The series makes the arm_pmu driver use NMIs for the perf interrupt when
NMIs are available on the platform (currently, only arm64 + GICv3). To make
it easier to play with the patches, I've pushed a branch at [1]:
$ git clone -b pmu-nmi-v5 git://linux-arm.org/linux-ae
I've tested the series on an espressobin v7*. These are the results of
running perf record -a -- sleep 60:
1. Without the patches:
12.68% [k] _raw_spin_unlock_irq
11.08% [k] arch_cpu_idle
7.86% [k] _raw_spin_unlock_irqrestore
6.05% [k] arch_counter_get_cntpct
2.86% [k] __softirqentry_text_start
2.33% [k] tick_nohz_idle_exit
[..]
2. Using NMIs:
19.45% [k] arch_counter_get_cntpct
5.14% [k] __delay
3.32% [k] wait_for_xmitr
1.99% [k] ktime_get
1.00% [k] _raw_write_lock_irqsave
1.00% [.] avahi_escape_label
[..]
When running perf record -a -- iperf3 -c 127.0.0.1 -t 60:
1. Without the patches:
24.70% [k] __arch_copy_from_user
21.77% [k] __arch_copy_to_user
5.21% [k] _raw_spin_unlock_irq
2.86% [k] _raw_spin_unlock_irqrestore
1.99% [k] __free_pages_ok
1.61% [k] arch_cpu_idle
[..]
2. Using NMIs:
23.84% [k] __arch_copy_from_user
23.44% [k] __arch_copy_to_user
1.23% [k] get_page_from_freelist
1.16% [k] tcp_ack
0.80% [k] __free_pages_ok
0.78% [k] tcp_sendmsg_locked
[..]
I've ran the same tests in a VM when both host+guest use NMIs, and when
neither use them. All of these tests were also ran on the model. Similar
results in all cases.
* All the firmware versions for espressobin v7 that I've tried clear
SCR_EL3.FIQ, which means that NMIs don't work. To make them work on the
board, I modified the GICv3 driver. That's why I would really appreciate
someone testing this series on a board where NMIs work without any GIC
changes.
Summary of the patches:
* Patch 1 is a fix for a bug that Julien found during the review for v4.
* Patches 2 and 3 remove locking from arm64 perf event code.
* Patches 4 and 5 makes the arm64 PMU interrupt handler NMI safe.
* Patches 6 and 7 enable the use of NMIs on arm64 with a GICv3 irqchip.
Changes since v4 [2]:
- Rebased on top of v5.8-rc1 and dropped the Tested-by tags because it's
been almost a year since the series has been tested.
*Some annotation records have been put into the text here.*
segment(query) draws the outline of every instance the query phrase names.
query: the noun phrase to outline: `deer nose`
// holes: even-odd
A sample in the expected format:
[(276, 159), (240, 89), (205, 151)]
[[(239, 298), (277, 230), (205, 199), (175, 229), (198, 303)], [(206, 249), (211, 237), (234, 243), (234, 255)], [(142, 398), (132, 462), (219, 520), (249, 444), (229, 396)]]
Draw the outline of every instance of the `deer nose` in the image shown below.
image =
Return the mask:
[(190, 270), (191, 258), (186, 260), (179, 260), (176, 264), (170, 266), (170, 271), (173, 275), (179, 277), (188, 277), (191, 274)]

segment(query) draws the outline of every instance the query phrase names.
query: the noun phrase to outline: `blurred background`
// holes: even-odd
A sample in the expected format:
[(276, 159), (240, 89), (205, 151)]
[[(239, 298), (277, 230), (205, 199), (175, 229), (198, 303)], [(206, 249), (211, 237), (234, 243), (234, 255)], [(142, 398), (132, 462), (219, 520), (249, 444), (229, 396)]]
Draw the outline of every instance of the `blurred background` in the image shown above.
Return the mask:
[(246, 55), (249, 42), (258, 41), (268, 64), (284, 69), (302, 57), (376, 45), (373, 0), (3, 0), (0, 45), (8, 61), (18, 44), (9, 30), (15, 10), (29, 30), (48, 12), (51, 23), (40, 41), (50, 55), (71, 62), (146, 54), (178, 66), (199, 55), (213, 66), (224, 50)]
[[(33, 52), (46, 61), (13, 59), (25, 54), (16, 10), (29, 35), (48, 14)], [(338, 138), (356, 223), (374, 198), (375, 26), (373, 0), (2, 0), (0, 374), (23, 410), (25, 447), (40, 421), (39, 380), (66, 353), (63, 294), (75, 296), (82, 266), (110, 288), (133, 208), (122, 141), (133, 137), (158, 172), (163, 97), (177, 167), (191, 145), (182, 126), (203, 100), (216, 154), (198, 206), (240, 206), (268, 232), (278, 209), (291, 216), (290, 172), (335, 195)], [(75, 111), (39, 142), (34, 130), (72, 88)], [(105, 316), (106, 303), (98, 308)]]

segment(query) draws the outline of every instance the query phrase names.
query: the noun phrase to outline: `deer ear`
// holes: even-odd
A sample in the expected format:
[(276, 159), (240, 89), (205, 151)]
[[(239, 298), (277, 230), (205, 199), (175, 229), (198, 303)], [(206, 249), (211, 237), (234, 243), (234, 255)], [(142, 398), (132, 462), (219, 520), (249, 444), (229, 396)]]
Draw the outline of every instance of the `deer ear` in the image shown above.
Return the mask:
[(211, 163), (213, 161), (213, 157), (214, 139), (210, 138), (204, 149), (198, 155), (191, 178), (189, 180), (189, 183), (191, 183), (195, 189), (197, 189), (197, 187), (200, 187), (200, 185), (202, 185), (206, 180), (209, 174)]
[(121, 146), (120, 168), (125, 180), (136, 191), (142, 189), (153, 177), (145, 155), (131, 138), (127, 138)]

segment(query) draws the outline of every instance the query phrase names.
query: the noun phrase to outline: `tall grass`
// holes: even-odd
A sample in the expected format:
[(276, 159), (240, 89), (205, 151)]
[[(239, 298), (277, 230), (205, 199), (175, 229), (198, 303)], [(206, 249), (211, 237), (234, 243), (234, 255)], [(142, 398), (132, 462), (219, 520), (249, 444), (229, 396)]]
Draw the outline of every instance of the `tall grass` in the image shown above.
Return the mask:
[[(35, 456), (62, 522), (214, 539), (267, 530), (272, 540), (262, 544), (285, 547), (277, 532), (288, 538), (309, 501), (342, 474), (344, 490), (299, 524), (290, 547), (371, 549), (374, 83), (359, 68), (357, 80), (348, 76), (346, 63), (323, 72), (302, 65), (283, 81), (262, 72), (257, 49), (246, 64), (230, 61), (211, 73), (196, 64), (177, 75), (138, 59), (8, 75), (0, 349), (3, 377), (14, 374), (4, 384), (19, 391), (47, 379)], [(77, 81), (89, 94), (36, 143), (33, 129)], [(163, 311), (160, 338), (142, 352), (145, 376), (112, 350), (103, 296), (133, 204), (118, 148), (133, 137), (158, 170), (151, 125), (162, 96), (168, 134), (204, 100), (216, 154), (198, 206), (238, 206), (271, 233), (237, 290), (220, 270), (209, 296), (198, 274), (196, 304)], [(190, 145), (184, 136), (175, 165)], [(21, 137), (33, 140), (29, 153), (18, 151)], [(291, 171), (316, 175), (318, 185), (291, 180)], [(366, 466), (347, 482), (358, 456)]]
- Dropped patch 3 because I couldn't find any instance where
armv7pmu_read_counter() was called with interrupts enabled. I've also
tested this by running several instances of perf for a few hours, and the
function was called every time with interrupts disabled.
- Dropped patches 4 and 5 because the tradeoff wasn't worth it in my
opinion: the irq handler was slower all the time (because it
saved/restored the counter select register), in exchange for being
slightly faster on the rare ocassions when it triggered at the beginning
of the critical sections.
- Minor changes here and there to address review comments.
Changes since v3 [3]:
- Added tags
- Fix build issue for perf_event_v6
- Don't disable preemption in pmu->enable()
- Always rely on IPI_IRQ_WORK to run the queued work
- Fixed typos + cleanups
Changes since v2 [4]:
- Rebased on recent linux-next (next-20190708)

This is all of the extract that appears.